Field Level Media
Sep 10, 2021
Tylor Megill lasted a career-high seven innings and struck out a career-best 10 batters Friday night, when the host New York Mets took advantage of several miscues by the reeling New York Yankees to earn a 10-3 win in the opener of a three-game Subway Series.
The Mets (71-71), who remained five games behind the Atlanta Braves in the National League East with the win and began Friday five games back of the San Diego Padres in the race for the second NL wild card, won for the ninth time in 13 games.
The Yankees (78-63), who remained one-half game ahead of the Toronto Blue Jays in the race for the second AL wild card, have dropped seven straight and 11 of 13 since a 13-game winning streak.

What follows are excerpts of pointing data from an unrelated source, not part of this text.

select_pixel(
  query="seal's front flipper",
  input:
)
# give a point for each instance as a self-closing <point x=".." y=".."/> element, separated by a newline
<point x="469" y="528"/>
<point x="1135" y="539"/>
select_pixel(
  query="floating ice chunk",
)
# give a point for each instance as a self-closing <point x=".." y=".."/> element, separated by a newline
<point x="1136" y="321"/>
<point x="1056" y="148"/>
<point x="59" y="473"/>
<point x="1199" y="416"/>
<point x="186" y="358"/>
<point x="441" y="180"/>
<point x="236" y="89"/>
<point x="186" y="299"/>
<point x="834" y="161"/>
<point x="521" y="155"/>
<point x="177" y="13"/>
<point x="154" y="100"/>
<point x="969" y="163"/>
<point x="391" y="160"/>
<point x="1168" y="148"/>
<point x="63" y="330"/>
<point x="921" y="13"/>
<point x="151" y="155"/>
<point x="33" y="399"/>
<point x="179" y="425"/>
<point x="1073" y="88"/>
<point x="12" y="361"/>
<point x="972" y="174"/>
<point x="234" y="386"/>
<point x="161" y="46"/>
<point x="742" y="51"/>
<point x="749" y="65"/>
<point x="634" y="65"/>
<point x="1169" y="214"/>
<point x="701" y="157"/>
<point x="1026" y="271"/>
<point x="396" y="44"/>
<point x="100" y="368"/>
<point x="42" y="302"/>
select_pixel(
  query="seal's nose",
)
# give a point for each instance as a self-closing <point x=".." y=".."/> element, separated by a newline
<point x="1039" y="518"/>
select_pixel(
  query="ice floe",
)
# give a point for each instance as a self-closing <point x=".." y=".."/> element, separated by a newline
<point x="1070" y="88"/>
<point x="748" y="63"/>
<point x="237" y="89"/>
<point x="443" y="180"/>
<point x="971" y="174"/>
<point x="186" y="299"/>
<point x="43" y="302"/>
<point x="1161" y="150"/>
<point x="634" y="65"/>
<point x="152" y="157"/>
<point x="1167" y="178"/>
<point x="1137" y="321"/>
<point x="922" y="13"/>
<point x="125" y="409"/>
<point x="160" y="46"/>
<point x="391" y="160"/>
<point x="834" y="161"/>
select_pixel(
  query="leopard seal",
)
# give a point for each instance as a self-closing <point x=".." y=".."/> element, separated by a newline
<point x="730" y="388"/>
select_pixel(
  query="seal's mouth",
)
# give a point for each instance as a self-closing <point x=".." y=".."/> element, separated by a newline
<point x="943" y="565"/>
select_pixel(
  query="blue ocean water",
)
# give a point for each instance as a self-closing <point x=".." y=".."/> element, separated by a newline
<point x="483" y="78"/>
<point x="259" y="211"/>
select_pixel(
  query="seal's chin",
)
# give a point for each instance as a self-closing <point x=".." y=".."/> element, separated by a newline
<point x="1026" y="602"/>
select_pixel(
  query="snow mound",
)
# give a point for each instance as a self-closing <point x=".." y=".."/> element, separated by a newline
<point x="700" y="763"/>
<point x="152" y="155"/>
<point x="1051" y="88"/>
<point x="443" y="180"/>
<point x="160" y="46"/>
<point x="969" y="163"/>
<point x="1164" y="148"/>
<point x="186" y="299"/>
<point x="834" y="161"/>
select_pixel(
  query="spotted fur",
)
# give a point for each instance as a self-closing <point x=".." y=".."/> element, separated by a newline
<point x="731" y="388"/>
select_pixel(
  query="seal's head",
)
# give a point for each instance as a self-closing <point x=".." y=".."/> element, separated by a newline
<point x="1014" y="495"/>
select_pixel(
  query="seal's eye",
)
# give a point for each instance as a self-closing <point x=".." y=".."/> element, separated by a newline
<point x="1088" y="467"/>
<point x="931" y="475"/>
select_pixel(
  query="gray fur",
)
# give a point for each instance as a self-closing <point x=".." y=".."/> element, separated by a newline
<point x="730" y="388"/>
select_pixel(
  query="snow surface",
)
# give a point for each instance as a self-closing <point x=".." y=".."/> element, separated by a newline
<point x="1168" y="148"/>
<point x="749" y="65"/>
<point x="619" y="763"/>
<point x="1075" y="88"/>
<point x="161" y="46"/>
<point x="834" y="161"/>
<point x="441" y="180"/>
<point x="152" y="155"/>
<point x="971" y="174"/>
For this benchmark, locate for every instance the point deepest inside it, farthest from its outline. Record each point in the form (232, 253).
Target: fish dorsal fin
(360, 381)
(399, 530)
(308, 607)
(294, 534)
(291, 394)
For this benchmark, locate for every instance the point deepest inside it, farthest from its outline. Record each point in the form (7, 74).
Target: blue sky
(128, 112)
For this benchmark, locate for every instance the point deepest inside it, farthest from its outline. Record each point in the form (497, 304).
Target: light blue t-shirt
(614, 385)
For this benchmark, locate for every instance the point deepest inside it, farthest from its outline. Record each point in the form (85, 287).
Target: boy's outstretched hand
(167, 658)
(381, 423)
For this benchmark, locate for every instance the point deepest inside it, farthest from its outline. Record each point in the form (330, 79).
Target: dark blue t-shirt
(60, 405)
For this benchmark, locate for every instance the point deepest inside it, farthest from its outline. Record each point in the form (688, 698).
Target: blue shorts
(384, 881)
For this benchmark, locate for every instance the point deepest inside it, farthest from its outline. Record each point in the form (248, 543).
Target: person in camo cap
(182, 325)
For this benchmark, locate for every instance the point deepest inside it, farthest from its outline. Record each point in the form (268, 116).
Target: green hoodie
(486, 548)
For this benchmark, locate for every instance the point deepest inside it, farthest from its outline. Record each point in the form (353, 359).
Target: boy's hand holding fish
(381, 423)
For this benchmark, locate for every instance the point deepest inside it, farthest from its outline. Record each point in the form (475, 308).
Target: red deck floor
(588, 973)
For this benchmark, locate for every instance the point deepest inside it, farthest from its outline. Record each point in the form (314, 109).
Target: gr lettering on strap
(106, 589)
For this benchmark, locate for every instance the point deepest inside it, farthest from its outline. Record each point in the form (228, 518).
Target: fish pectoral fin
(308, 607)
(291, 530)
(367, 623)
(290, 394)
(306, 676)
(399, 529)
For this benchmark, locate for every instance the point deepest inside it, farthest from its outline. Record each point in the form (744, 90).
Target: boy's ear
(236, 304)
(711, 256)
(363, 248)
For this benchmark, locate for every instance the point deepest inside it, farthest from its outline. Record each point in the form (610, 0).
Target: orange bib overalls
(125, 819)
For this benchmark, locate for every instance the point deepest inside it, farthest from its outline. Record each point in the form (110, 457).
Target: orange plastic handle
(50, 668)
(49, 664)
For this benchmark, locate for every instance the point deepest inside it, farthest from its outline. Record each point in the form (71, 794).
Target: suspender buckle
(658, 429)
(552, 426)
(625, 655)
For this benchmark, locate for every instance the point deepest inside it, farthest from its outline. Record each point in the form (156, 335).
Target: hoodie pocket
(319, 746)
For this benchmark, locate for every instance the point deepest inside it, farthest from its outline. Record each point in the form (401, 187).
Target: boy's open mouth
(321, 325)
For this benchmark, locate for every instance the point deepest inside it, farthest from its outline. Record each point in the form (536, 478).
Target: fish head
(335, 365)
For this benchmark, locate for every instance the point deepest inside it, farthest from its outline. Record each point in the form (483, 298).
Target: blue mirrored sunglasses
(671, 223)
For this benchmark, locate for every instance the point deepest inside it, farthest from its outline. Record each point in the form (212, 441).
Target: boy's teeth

Megill (3-4), who went six innings four times in his first 14 starts, allowed two runs on four hits while walking one. He allowed a run apiece in the first two innings -- Brett Gardner tripled with one out in the first and scored on Aaron Judge's groundout before Joey Gallo homered with one out in the second -- but retired 16 of the final 19 batters he faced.
Megill is the sixth Mets pitcher to last at least seven innings while striking out at least 10 against the Yankees and the first since Dillon Gee did so on May 30, 2013.
The Mets scored their first six runs in unusual fashion. With two outs in the first, Jonathan Villar appeared to be out by 20 feet when he tried scoring from second on a single by Javier Baez, but a replay review showed Gary Sanchez never tagged Villar.
The Mets scored five times off Jordan Montgomery (5-6) while collecting just three hits in the third, when Pete Alonso drew a bases-loaded walk and Francisco Lindor scored the go-ahead run when third baseman Gio Urshela threw wide of Sanchez on a potential force play. Jeff McNeil followed with a bases-loaded bunt single and Kevin Pillar lofted a sacrifice fly before James McCann delivered an RBI double.
Lindor homered to chase Montgomery in the fourth, with Baez adding an RBI double. Baez and McNeil each scored in the seventh when Gleyber Torres overthrew Anthony Rizzo on a potential inning-ending double-play grounder by McCann.
Rizzo homered leading off the ninth for his 20th of the season.
Montgomery allowed seven runs (five earned) on seven hits and three walks while striking out six over 3 1/3 innings.